This is a followup to my first post, where I compared different MQTT broker implementations written in D, C, Erlang and Go. Then my colleague who wrote the Erlang version decided to write a Java version too, and I felt compelled to do a C+11 implementation. This was only supposed to simply add the results of those two to the benchmarks but unfortunately had problems with the C++ version, which led to the title of this blog post. More on that later. Suffice it to say for now that the C++ results should be taken with a large lump of salt. Results:
loadtest (throughput - bigger is better) Connections: 500 750 1k D + vibe.d: 166.9 +/- 1.5 171.1 +/- 3.3 167.9 +/- 1.3 C (Mosquitto): 122.4 +/- 0.4 95.2 +/- 1.3 74.7 +/- 0.4 Erlang: 124.2 +/- 5.9 117.6 +/- 4.6 117.7 +/- 3.2 Go: 100.1 +/- 0.1 99.3 +/- 0.2 98.8 +/- 0.3 Java: 105.1 +/- 0.5 105.8 +/- 0.3 105.8 +/- 0.5 C++11 + boost::asio: 109.6 +/- 2.0 107.8 +/- 1.1 108.5 +/- 2.6 pingtest (throughput constrained by latency - bigger is better) parameters: 400p 20w 200p 200w 100p 400w D + vibe.d: 50.9 +/- 0.3 38.3 +/- 0.2 20.1 +/- 0.1 C (Mosquitto): 65.4 +/- 4.4 45.2 +/- 0.2 20.0 +/- 0.0 Erlang: 49.1 +/- 0.8 30.9 +/- 0.3 15.6 +/- 0.1 Go: 45.2 +/- 0.2 27.5 +/- 0.1 16.0 +/- 0.1 Java: 63.9 +/- 0.8 45.7 +/- 0.9 23.9 +/- 0.5 C++11 + boost::asio: 50.8 +/- 0.9 44.2 +/- 0.2 21.5 +/- 0.4
In loadtest the C++ and Java implementations turned out to be in the middle of the pack with comparable performance between the two. Both of them are slightly worse than Erlang and D is still a good distance ahead. In pingtest it gets more interesting: Java mostly matches the previous winner (the C version) and beats it in the last benchmark, so it’s now the clear winner. The C++ version matches both of those in the middle benchmark, does well in the last one but only performs as well as the D version in the first one. A win for Java.

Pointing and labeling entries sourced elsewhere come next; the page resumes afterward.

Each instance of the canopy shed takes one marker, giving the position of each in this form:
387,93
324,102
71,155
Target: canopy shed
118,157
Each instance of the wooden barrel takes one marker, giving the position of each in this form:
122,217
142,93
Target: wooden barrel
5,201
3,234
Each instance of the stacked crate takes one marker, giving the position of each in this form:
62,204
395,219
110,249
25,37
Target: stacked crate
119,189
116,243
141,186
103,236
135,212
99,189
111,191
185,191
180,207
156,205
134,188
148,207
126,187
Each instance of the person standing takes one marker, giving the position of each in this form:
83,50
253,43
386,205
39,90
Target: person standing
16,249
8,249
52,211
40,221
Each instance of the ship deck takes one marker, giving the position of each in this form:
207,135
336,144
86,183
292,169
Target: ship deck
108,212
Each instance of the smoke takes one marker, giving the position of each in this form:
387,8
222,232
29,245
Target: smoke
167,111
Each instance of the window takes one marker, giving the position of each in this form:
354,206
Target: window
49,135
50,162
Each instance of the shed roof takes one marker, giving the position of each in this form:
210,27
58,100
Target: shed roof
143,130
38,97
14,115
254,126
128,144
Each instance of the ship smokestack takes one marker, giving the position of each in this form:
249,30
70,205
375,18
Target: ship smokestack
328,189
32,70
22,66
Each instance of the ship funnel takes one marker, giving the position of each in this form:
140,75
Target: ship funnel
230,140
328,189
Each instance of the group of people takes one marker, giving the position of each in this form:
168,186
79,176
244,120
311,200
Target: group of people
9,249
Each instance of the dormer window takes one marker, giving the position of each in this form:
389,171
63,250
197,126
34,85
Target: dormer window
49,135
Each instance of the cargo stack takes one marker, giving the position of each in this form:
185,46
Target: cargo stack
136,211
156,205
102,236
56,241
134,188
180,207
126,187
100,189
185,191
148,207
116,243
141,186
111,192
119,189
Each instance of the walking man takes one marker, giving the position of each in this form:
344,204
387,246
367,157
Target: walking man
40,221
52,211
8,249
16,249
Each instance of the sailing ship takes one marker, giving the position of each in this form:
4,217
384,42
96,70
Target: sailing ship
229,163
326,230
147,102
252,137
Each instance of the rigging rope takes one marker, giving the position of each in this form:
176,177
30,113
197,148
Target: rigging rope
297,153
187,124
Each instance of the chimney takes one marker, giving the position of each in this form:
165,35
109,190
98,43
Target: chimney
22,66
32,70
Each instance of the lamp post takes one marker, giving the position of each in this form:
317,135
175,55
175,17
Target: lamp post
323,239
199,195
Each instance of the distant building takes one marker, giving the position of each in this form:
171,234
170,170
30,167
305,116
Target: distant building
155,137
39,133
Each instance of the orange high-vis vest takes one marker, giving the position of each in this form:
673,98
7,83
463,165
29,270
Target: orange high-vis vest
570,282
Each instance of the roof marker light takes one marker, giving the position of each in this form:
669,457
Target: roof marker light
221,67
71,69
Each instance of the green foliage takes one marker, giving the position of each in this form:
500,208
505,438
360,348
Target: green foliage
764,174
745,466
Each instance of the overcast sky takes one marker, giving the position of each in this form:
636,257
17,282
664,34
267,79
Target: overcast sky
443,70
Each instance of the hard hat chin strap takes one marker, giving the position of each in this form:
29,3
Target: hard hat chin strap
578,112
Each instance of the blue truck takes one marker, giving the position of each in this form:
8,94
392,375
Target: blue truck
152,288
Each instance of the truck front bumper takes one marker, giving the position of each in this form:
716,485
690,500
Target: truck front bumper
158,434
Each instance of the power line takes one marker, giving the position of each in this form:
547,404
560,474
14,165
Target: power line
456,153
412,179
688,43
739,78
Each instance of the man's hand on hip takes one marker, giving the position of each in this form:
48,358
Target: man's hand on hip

Now about my C++ woes: I brought it on myself a little bit, but the way I approached it was by trying to minimise the amount of work I had to do. After all, writing C++ takes a long while at the best of times so I went and ported it from my D version by translating it by hand. I gleaned a few insights from doing so:
- Using C++11 made my life a lot easier since it closes the gap with D considerably. const and immutable became const auto, auto remained the same except when used as a return value, etc.
- Having also written both C++ and D versions of the serialisation libraries I used as well as the unit-testing ones made things a lot easier, since I used the same concepts and names.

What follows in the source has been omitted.